I did listen, again and again, to the story about Paula Vehi helping the slavers who raided 'Ata. It is a story that has been believed even by Vehi's descendants. But I believe the story is false, because I don't think it fits with the facts surrounding the raid. Listening to oral history doesn't imply accepting it, just as reading an old document like a letter doesn't have to mean taking it at face value. What I think is odd is Wells' decision not to hear the oral history. I would have thought that sheer curiosity, let alone a sense of responsibility toward history, would have made him supremely eager to sit down with Kereopa Te Rau's descendants.

11:40 am  
Anonymous Scott Hamilton said...

Hi Richard, you write:

'There is de facto nothing outside the text'

I agree, but I think that oral history is part of the text!

11:41 am  
Blogger Richard said...

Scott. I've been busy elsewhere.

The trouble is the illusory struggle for 'reality'. It is always a particular point of view. Of course, most desirable, is a deeply researched book, with notes, a bibliography and so on. And I have read oral histories (one of old NZ men and women in the SI mostly). Oral history is part of the text but only part.

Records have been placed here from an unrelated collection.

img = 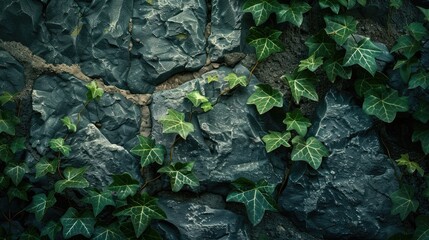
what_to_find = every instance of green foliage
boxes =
[226,178,277,226]
[159,109,194,139]
[247,84,283,114]
[390,185,419,220]
[158,162,200,192]
[131,136,166,167]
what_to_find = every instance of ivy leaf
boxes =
[131,136,166,167]
[262,131,290,152]
[298,54,323,72]
[222,73,249,89]
[36,157,59,179]
[362,88,408,123]
[291,135,329,170]
[114,193,167,238]
[283,70,319,104]
[60,207,95,239]
[4,163,29,186]
[55,167,89,193]
[61,116,77,132]
[276,0,311,27]
[243,0,280,26]
[226,178,277,226]
[390,35,421,59]
[283,109,311,137]
[396,153,425,177]
[343,38,382,76]
[324,15,357,46]
[247,26,284,61]
[247,84,283,114]
[49,138,71,157]
[108,173,140,199]
[86,81,104,101]
[390,185,419,221]
[158,162,200,192]
[27,191,57,222]
[83,190,116,216]
[159,109,194,139]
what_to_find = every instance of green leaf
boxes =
[243,0,280,26]
[362,88,408,123]
[158,162,200,192]
[60,207,95,239]
[4,163,29,186]
[108,173,140,199]
[222,73,249,89]
[396,153,425,177]
[247,84,283,114]
[159,109,194,139]
[262,131,290,152]
[61,116,77,132]
[390,185,419,221]
[283,109,311,137]
[55,167,89,193]
[343,38,382,76]
[86,81,104,101]
[291,135,329,170]
[391,35,421,59]
[226,178,277,226]
[298,54,323,72]
[411,124,429,154]
[247,27,284,61]
[283,69,319,104]
[49,138,71,157]
[276,0,311,27]
[36,157,59,179]
[83,190,116,216]
[408,69,429,89]
[27,192,57,222]
[114,193,167,238]
[324,15,358,46]
[131,136,166,167]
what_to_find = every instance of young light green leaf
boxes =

Maori probably all disagree on what happened to Volkner and why. We know that the Historian and political chap Chris Trotter thinks that it was a terrible event (while he is more liberal in other areas). Binney's book on Te Kooti is certainly and ideal, a kind of masterpiece: but despite everything, it too, is a kind of fiction. In reality this is what the social nature of knowledge does: history is always fiction.

That said, the motivations of Wells give one pause. He bats for the other side, but I don't suppose this is a factor, as he shares this with Ashbery and many other great writers and artists etc!

But I wonder if it doesn't affect his stance. If he was writing it 'as a fiction' and there is no indication clearly given, then misconceptions arise, or can do. The less research (oral or other) he does, the more fictionalised his factionalisation becomes (or visa versa).

That is, we have to assume or act as if we had free will and there is a reality. That assumed our reality doesn't like his philosophic approach especially if the fictionalisation drifts off to, say, how inherently terrible Maori are, as within this world, albeit a perilously constructed one, and language hinged so to speak, certain logical things can be shown.

Assuming such a provisional reality, such as Bodmer can show us that it is not true. The trouble is what people believe.

Wells has done a service. He has shown, perhaps an extreme example, of how history and knowledge are always limited and provisional: relative in fact, as is morality. We take an emotional-moral position. This is how we act, as we feel this is best.

Wells maybe racist, or short sighted, but he reflects what we have in all texts:

For those who are not concerned (or 'halted' by the complexities of) about epistemology etc, then the lesson is 'check it out for yourself' (ex World Chess Champion Garry Kasparov on chess openings and ideas circa 1979).

Read everything doubtfully, but not cynically, as much can be learned.

The extreme cases are those of Doutre and sliding (down?) we get to Hitler and his companions inventing nonsense: almost everything is revealed to be not so much a chase of or 'slide' of signifiers, as a kind of insane circle of ideas like Goyas or Van Gogh's madmen walking in circles...

Also, if we read the book by Wells, what can we learn from it? Even if it is that we need to be much on the alert it has done something.

I probably wont read his book, although I might if I see it at a library. The best thing would be for those concerned with these issues to read it, then form an opinion.

My feeling is that anyone writing on the subject should listen (skeptically) to local Maori and others as well as do a lot of research on such a subject: but no matter how much we do that, there are still questions: there are no innocent texts as the almost cliched phrase goes. A useful idea though.

The ticket would be for someone to write a 'reply' in the form of a book, researched orally and in other ways.